Joan wouldn't have been tried for heresy if she hadn't led forces into battle. Whatever the "useful" charges were, the military context of the Hundred Years' War (understood without nationalist subtexts) seems to me the dominant social fact, which moved (part of) the Church to act as it did. But the Church shaped the landscape of options.

tawtovo,
@tawtovo@mastodon.social avatar

@strypey
What was a medieval European "state"? A gang with fancy titles.

> Back then the primary justifications, motivators and inhibitors of military action were theological, not political

This statement is fully false. The primary motivators were wealth, power, & political posturing. Crusades were few compared to contesting thrones. The main inhibitors were resource limits & threats of violence. The justifications varied with the audience. The Church shaped available options only partly.

tawtovo,
@tawtovo@mastodon.social avatar

@strypey
As a historian rather familiar with both, I struggle to see any way that Islamist networks resemble feudal European politics. That's just silly.

You referenced justifications, motivators, and inhibitors, and I responded to all three.

> making sure the person supposedly anointed by God was in charge

This played only a small role in justifying warfare.
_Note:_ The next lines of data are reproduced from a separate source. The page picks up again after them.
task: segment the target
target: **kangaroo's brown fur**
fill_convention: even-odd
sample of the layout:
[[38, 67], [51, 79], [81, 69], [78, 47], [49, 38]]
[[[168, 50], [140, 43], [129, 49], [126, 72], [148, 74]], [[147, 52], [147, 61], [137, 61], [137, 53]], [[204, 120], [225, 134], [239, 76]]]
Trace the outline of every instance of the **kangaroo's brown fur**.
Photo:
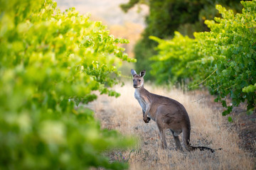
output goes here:
[[156, 123], [159, 130], [162, 148], [166, 148], [164, 130], [169, 129], [174, 137], [176, 148], [182, 150], [178, 135], [182, 132], [182, 141], [188, 151], [194, 149], [215, 149], [206, 147], [192, 147], [190, 144], [191, 123], [188, 113], [184, 106], [170, 98], [149, 92], [144, 88], [143, 70], [138, 75], [134, 69], [131, 70], [133, 76], [133, 86], [135, 88], [134, 96], [142, 108], [143, 120], [148, 123], [151, 119]]

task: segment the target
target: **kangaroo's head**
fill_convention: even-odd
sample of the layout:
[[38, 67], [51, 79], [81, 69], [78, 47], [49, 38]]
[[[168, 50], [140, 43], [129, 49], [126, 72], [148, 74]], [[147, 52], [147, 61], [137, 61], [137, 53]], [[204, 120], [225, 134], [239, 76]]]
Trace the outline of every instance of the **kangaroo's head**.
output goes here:
[[139, 75], [138, 75], [136, 73], [135, 70], [134, 70], [134, 69], [131, 69], [131, 73], [132, 73], [132, 81], [133, 81], [134, 88], [138, 89], [138, 88], [142, 87], [143, 86], [143, 84], [144, 84], [144, 79], [143, 79], [143, 77], [146, 74], [146, 70], [145, 69], [142, 70], [139, 73]]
More commonly, it was justified by "honor," claiming "rights" (usually to inheritance), or opposing "oppression." Not very theological

tawtovo,
@tawtovo@mastodon.social avatar

@strypey
One thing I've learned as a historian is that broad statements need to be based on evidence, because a priori reasoning from a few axioms will consistently mislead us. Human history was always messier than we expect today.

In this discussion, you've critiqued my evidence-based assertions without citing countervailing evidence, only broad theories of medieval religion/politics. That works in some social sciences, but it's backwards from a historical point of view.